“I am in favour of peace on certain terms, at the earliest possible moment,” Julian admitted.

“That’s where you’ve sold us, then—sold us all!” Robert declared fiercely. “My boys died believing they were fighting for men who would keep their word. The war was to go on till victory was won.. They died happily, believing that those who had spoken for England would keep their word. You’re very soft-hearted in that article, sir, about the living. Did you think, when you sat down to write it, about the dead?—about that wilderness of white crosses out in France? You’re proposing in cold blood to let those devils stay on their own dunghill.”

“It is a very large question, Robert,” Julian reminded him. “The war is fast reaching a period of mutual exhaustion.”

The man threw all restraint to the winds.

“Claptrap!” was his angry reply. “You wealthy people want your fleshpots again. We’ve a few more million men, haven’t we? America has a few more millions?”

“Your own loss, Robert, has made you—and quite naturally, too—very bitter,” his master said gently. “You must let those who have thought this matter out come to a decision upon it. Beyond a certain point, the manhood of the world must be conserved.”

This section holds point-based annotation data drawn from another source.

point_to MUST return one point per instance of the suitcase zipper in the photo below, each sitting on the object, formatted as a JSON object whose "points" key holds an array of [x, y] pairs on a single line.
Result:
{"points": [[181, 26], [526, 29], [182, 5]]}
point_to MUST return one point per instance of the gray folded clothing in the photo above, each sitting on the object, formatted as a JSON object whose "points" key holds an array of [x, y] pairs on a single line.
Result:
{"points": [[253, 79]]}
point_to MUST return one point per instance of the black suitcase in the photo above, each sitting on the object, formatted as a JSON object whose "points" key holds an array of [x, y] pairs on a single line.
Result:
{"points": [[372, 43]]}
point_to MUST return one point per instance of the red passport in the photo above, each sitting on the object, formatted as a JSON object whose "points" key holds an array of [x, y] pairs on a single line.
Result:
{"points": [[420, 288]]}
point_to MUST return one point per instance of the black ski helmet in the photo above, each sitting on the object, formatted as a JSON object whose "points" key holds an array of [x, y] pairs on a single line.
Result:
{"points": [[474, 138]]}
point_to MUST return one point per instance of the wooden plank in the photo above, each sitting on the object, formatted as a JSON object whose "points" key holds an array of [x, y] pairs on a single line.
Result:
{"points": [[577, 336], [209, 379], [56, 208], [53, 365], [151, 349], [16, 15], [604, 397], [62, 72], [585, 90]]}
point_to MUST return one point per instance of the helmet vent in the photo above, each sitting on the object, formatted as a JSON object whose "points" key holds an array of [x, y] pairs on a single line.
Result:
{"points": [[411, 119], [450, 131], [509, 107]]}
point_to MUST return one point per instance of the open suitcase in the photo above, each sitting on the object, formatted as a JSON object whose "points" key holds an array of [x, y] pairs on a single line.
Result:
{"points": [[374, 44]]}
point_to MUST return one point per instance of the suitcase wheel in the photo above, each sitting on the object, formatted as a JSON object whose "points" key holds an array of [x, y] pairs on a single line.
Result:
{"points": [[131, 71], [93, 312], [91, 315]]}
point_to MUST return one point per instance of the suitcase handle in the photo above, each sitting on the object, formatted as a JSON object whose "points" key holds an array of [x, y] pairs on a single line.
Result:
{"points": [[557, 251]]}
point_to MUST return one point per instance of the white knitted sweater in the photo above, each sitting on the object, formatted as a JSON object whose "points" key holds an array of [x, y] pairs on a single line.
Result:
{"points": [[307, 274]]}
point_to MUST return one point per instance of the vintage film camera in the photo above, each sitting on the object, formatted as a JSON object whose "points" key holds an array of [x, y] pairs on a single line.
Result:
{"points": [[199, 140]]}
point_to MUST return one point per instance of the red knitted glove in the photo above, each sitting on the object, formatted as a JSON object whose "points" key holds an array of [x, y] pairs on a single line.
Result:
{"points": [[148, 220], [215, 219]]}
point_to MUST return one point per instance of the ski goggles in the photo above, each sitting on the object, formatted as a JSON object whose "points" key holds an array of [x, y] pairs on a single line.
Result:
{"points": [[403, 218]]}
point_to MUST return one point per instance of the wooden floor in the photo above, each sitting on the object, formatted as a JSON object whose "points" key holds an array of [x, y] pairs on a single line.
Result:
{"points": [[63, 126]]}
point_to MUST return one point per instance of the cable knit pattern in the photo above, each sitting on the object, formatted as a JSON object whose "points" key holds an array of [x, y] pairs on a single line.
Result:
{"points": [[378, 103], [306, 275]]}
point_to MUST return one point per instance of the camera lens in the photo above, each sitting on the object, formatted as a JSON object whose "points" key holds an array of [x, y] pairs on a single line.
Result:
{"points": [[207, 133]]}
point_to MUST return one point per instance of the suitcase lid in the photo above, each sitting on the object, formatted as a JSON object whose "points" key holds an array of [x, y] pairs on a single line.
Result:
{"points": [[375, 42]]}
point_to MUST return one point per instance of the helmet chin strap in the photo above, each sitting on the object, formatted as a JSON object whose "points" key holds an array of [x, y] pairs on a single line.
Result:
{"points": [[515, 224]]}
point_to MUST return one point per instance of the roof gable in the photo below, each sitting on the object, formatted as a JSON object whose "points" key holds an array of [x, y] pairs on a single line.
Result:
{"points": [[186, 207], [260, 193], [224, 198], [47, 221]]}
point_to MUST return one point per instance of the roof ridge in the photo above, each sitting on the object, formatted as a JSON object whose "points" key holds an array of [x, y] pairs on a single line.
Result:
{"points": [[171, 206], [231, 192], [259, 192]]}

“That sounds just like fine talk to me, sir, and no more; the sort of stuff that’s printed in articles and that no one takes much stock of. Words were plain enough when we started out to fight this war. We were going to crush the German military spirit and not leave off fighting until we’d done it. There was nothing said then about conserving millions of men. It was to be fought out to the end, whatever it cost.”

“And you were once a pacifist!”

“Pacifist!” the man repeated passionately. “Every human being with common sense was a pacifist when the war started.”

“But the war was forced upon us,” Julian reminded him. “You can’t deny that.”